Hit the jump to find out how Grand Theft Auto IV can be just as much Angel as Devil. (Warning: Very minor “spoilers”)
Nobody’s saying there isn’t a lot of murder in the game. Killing isn’t a mere choice — it’s a necessity for most of the in-game missions. If you want to progress in the game, you’re going to get blood on your hands. That said, however, senseless killing isn’t all that encouraged. Gone are the days where you could pick up a “rampage” token and mow down innocent civilians. The people you have to kill are mostly people who deserve it — lowlifes and drug pushers and fellow killers. That’s not saying it makes murder better, but Niko is not a character intended to wipe out half the population of Liberty City on a whim.
Rockstar was incredibly clever with the character of Niko, creating a likable and sympathetic individual who, to anybody mindful of storytelling and the artistic side of games, should not be going on a murderous rampage.

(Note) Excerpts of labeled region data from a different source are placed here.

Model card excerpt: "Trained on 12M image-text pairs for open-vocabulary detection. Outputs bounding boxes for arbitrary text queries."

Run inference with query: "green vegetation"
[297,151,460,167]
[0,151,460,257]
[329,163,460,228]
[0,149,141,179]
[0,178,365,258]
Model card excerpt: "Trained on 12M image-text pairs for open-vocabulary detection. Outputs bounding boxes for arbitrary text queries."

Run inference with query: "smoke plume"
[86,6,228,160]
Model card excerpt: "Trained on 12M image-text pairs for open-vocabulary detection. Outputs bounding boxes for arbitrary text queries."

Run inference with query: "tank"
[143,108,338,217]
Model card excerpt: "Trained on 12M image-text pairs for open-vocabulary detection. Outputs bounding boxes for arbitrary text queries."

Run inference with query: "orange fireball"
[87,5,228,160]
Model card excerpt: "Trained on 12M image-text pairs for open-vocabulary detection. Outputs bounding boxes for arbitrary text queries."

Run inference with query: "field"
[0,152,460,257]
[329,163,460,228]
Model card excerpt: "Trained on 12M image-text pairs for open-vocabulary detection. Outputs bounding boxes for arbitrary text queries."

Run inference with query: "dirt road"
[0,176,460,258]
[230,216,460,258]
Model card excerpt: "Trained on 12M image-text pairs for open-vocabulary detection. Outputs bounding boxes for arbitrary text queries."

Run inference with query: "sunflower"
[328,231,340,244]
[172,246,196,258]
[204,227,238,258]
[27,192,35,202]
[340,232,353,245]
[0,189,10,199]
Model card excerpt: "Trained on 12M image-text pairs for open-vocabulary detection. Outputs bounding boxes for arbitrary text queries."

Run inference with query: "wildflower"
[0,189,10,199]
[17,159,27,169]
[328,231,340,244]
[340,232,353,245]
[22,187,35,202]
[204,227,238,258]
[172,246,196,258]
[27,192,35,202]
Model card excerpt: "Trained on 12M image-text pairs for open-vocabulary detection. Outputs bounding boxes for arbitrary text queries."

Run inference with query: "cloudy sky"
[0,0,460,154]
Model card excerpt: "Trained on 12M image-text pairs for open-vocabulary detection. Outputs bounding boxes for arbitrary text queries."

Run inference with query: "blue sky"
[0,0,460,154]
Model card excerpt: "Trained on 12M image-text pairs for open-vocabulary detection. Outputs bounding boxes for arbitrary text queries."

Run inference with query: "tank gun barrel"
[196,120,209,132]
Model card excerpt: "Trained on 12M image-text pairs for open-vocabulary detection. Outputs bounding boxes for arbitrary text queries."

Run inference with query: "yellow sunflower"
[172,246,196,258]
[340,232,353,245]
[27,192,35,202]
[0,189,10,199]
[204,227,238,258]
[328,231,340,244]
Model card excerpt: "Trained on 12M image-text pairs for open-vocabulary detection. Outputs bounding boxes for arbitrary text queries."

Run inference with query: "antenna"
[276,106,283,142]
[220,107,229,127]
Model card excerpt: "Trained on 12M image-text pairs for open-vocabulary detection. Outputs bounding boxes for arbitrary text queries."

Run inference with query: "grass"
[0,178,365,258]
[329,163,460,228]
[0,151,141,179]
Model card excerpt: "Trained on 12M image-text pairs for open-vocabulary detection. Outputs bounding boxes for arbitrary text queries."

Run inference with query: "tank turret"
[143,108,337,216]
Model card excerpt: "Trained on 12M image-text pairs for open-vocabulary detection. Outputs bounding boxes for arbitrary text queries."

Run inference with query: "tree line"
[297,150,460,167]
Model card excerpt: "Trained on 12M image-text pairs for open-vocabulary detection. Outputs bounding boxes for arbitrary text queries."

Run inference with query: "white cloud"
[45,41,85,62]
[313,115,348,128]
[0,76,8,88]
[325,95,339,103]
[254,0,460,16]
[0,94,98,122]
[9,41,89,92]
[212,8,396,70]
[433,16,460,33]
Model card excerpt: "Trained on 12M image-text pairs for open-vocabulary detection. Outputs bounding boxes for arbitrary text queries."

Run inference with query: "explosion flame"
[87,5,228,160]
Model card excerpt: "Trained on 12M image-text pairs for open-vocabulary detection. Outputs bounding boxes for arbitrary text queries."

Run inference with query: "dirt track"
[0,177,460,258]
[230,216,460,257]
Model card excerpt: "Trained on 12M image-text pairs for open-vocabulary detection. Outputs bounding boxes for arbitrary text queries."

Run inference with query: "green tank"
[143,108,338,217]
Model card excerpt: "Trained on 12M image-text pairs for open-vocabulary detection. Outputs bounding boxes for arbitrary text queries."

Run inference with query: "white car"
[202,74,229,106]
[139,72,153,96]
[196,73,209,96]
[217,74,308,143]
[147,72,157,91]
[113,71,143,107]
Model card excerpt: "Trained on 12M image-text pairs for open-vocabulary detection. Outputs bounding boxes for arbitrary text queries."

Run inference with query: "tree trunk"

It’s simply out-of-character for Niko to become a mass murderer, and as such, killing sprees do not feel right. Previous characters were far more two-dimensional, and as such it was easier to disassociate and go out for a rampage. With Niko, if you care enough about the character, you shouldn’t want to kill everyone in sight.
Even if you do want to drop out of character and turn psychopath, however, Rockstar has implemented far more forceful ways of discouraging you. For one, the Liberty City Police Department is everywhere. It can actually get pretty annoying, as the streets are crawling with cop cars, and if you accidentally hit the buggers, you’ll get chased down. The LCPD is a constant threatening presence in Grand Theft Auto IV, roaming the streets, sounding off warning sirens at you if they see you speeding or running a red light. They consistently remind you that you are being watched, and that if you cross the line, they will be there.
And they will — you cannot rampage unchecked for long in Liberty City anymore. Even killing one person can alert the cops, and if you make a stand, that Wanted Level will climb with worrying speed. It’s not long before Liberty City’s N.O.O.S.E task force is dispatched, and you’ll be cut down in seconds. Put simply — Liberty City will fight you if you try to fight Liberty City.
One interesting thing to note is that even among the enemies you do have to kill, you don’t always have to finish them off definitively. Take a look next time you drop someone who isn’t scripted to die. You will often see them breathing, or writhing. Some of them even get back up and start limping away, clutching their wounds. If you kill only the people who absolutely, positively have to die to advance the story, you’ll find that GTA IV‘s death toll is minimal, at least no greater than any other third person action game.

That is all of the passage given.